I speak at conferences and events around the world to identify the possibilities in trends. For example, Brexit is very much on people's minds at the moment. Businesses that trade with the UK are worried that Brexit is going to affect them negatively and make business very difficult. Recently at the All Island Dialogue conference on Brexit, I discussed the range of supports available to businesses to get help to navigate Brexit, expand into the Eurozone and Asia, as well as how to model your company's situation to find out how much risk Brexit exposes you to.

I spoke at the Davy Group in Dublin about the particular economic situation that women face regarding their finances. Many women in Ireland, regardless of their current financial situation, face similar problems: they don't have enough money put aside for their pension, they will very likely outlive their male partner, and they are less engaged in the financial markets than men. As a result, their financial future in old age can be very uncertain. As an economist, I looked at these issues in detail, and I gave the women in attendance practical steps they could take to protect themselves.

The week before I was speaking to several groups in Hong Kong about the European market. It's a very attractive market: it has 282% of the world's average GDP per capita, 505 million people and is currently worth €14.8 trillion. There are a plethora of opportunities for business people in Hong Kong, and I listed them for my audiences.

I could go on and on....


What are the biggest challenges for economists?

Economists need to have detailed knowledge of economic theory to understand the world's economies. However, it's very important not to get bogged down in the theory: you don't want to lose sight of the practical. I could always find raw data to back up or to refute any claim, but the analysis of the data is what underpins the narrative. Analysis requires perspective and context. It's very important to actively seek out the views that contradict yours. An economist should make sure that her position is solid and can be defended against objections. If objections reveal that your position is not accurate, you have to take these objections on board, dig deeper and revise your position to make it stronger.

In addition, I believe that economics is a very interesting lens with which to look at any issue, and it adds a lot of value to so many conversations at a strategic level. It is paramount to turn those insights into actions - what you want to avoid is "paralysis by analysis".


What are the most common misconceptions around the job of an economist?

"You have to analyse every piece of economic data that's published."

You couldn't possibly!! It's impossible to even entertain the idea. Many economists read the synthesis developed by other economists, we identify the gaps in the synthesis, or we apply those insights to a specific context, or we look for supplemental data that will give us a more accurate picture of a given economic context.


"There aren't any jobs as an economist and it's safer to be an accountant."

"Data scientists" are more and more popular and in-demand.

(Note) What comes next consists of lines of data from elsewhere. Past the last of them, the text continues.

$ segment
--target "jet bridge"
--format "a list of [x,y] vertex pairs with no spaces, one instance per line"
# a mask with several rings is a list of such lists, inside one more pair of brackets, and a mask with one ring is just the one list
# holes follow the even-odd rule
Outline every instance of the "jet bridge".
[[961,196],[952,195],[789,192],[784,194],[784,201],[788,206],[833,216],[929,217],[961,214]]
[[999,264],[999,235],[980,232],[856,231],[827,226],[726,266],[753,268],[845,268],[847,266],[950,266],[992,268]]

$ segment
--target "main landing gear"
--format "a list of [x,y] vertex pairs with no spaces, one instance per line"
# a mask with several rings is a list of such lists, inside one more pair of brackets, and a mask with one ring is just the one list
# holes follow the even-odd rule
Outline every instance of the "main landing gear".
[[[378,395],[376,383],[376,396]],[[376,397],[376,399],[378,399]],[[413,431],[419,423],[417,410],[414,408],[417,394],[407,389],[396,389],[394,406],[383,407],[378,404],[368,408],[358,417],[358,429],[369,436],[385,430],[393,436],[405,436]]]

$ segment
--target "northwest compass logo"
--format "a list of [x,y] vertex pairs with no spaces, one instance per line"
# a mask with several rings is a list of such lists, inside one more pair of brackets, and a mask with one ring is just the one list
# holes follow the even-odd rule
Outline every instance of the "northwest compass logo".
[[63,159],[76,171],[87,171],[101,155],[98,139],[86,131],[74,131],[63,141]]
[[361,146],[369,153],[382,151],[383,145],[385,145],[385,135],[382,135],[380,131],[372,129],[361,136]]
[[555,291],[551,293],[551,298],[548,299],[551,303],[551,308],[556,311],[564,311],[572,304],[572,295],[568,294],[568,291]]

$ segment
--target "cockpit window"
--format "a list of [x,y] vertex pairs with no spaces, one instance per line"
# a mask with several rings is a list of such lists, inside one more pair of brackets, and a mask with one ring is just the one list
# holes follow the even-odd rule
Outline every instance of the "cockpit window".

An ability to understand and process complex data, and to envision a course of action based on the data is an extremely precious skill that is highly relevant in today's workplace. The skills and aptitude of an economist and an accountant are immensely different, but sometimes they're lumped together because they're both "something to do with numbers"!

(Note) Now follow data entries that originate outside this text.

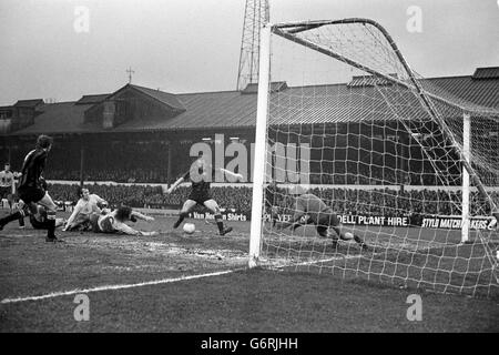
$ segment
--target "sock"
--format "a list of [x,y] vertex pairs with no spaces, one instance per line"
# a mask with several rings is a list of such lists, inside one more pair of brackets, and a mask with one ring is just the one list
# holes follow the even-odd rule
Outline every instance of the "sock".
[[23,219],[23,217],[24,217],[24,215],[20,211],[17,211],[14,213],[9,214],[8,216],[4,216],[3,219],[0,219],[0,225],[6,225],[12,221]]
[[216,221],[216,225],[218,226],[218,231],[223,232],[224,231],[224,222],[222,220],[222,214],[215,214],[215,221]]

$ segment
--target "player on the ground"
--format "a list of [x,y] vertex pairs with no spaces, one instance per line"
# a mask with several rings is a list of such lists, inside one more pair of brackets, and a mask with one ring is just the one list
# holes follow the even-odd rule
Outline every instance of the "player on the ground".
[[[22,200],[20,200],[20,203],[22,204]],[[41,204],[37,205],[37,213],[29,214],[30,216],[30,223],[35,230],[44,230],[44,224],[47,222],[47,209],[42,206]],[[64,219],[55,219],[55,227],[64,225]]]
[[[52,149],[53,140],[51,136],[41,134],[37,139],[34,150],[29,152],[22,164],[21,179],[19,181],[19,199],[26,204],[31,214],[37,214],[38,206],[41,204],[47,209],[47,221],[43,223],[47,230],[47,242],[62,242],[55,236],[55,213],[57,205],[47,192],[47,184],[42,178],[43,169],[47,164],[47,158]],[[23,217],[24,213],[19,210],[7,217],[0,220],[0,230],[10,221]]]
[[120,206],[112,212],[108,210],[103,210],[101,213],[94,212],[90,216],[92,231],[95,233],[118,233],[143,236],[152,236],[159,234],[155,231],[138,231],[126,224],[126,222],[136,222],[138,219],[147,222],[154,221],[153,217],[134,211],[129,206]]
[[108,202],[94,193],[90,193],[86,187],[78,187],[78,200],[73,212],[65,222],[63,231],[74,231],[78,229],[86,230],[90,227],[90,215],[92,213],[101,213],[101,207]]
[[[191,165],[189,172],[186,172],[182,178],[180,178],[175,183],[166,191],[167,194],[171,194],[173,190],[176,189],[182,182],[191,181],[191,194],[187,200],[184,202],[182,210],[179,215],[179,220],[173,225],[174,229],[177,229],[179,225],[184,221],[184,219],[189,215],[189,213],[194,209],[196,204],[205,206],[210,212],[215,215],[215,222],[218,226],[220,235],[225,235],[232,231],[232,227],[224,227],[224,222],[222,220],[222,213],[220,211],[218,204],[212,197],[210,192],[211,185],[211,176],[208,176],[208,172],[211,171],[211,164],[206,162],[203,158],[203,153],[200,152],[197,160]],[[220,171],[226,173],[230,176],[233,176],[236,180],[243,179],[242,174],[236,174],[232,171],[220,168]]]
[[[301,225],[315,224],[320,236],[330,237],[335,243],[338,237],[344,241],[353,239],[361,248],[368,248],[367,244],[358,235],[347,231],[342,225],[336,213],[323,200],[308,193],[303,186],[294,186],[291,194],[296,195],[294,214],[289,222],[282,223],[279,227],[291,227],[292,231],[295,231]],[[304,221],[303,217],[306,217],[306,220]],[[329,229],[335,231],[335,236],[329,233]]]
[[[13,211],[16,194],[17,174],[10,170],[10,163],[6,163],[4,170],[0,171],[0,201],[6,199],[9,202],[10,213]],[[19,227],[24,227],[24,217],[19,217]]]
[[276,194],[279,194],[281,191],[277,186],[277,182],[272,180],[268,185],[265,187],[265,211],[271,216],[272,226],[275,226],[278,220],[279,209],[277,207],[277,197]]

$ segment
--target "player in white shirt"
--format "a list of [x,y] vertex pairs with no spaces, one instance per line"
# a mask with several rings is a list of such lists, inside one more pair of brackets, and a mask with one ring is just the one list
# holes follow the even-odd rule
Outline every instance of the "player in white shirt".
[[[0,201],[6,199],[9,202],[9,209],[13,213],[14,195],[16,195],[16,179],[19,173],[10,170],[10,163],[6,163],[4,170],[0,171]],[[1,206],[1,205],[0,205]],[[19,217],[19,227],[24,227],[24,217]]]
[[79,187],[78,195],[80,196],[80,200],[65,222],[65,225],[62,229],[63,231],[72,231],[79,227],[85,230],[86,227],[90,227],[90,215],[92,213],[100,214],[101,206],[108,204],[104,199],[94,193],[91,194],[89,189],[85,187]]

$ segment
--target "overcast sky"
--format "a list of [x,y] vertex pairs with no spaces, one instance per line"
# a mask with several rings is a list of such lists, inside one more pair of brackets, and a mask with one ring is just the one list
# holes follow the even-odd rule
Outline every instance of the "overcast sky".
[[[498,0],[269,1],[272,22],[371,18],[425,77],[499,67]],[[411,6],[421,32],[407,29]],[[88,32],[74,29],[77,7],[89,10]],[[114,92],[129,67],[133,83],[167,92],[234,90],[244,8],[245,0],[0,0],[0,105]]]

"If you put every economist end to end around the world, you still wouldn't come up with a conclusion"

This joke has so often been levelled at economists! Economists always try to give an accurate, nuanced account of highly complex situations. That's why we often use the words "on the other hand...", and to an audience of non-economists, it might sound like we're staying firmly "on the fence" about pressing issues, not able to recommend one course of action over another. However, if we really didn't come up with conclusions, if we really remained on the fence, then this industry would have died centuries ago! What is so important is to identify the key practical nuggets of actionable information.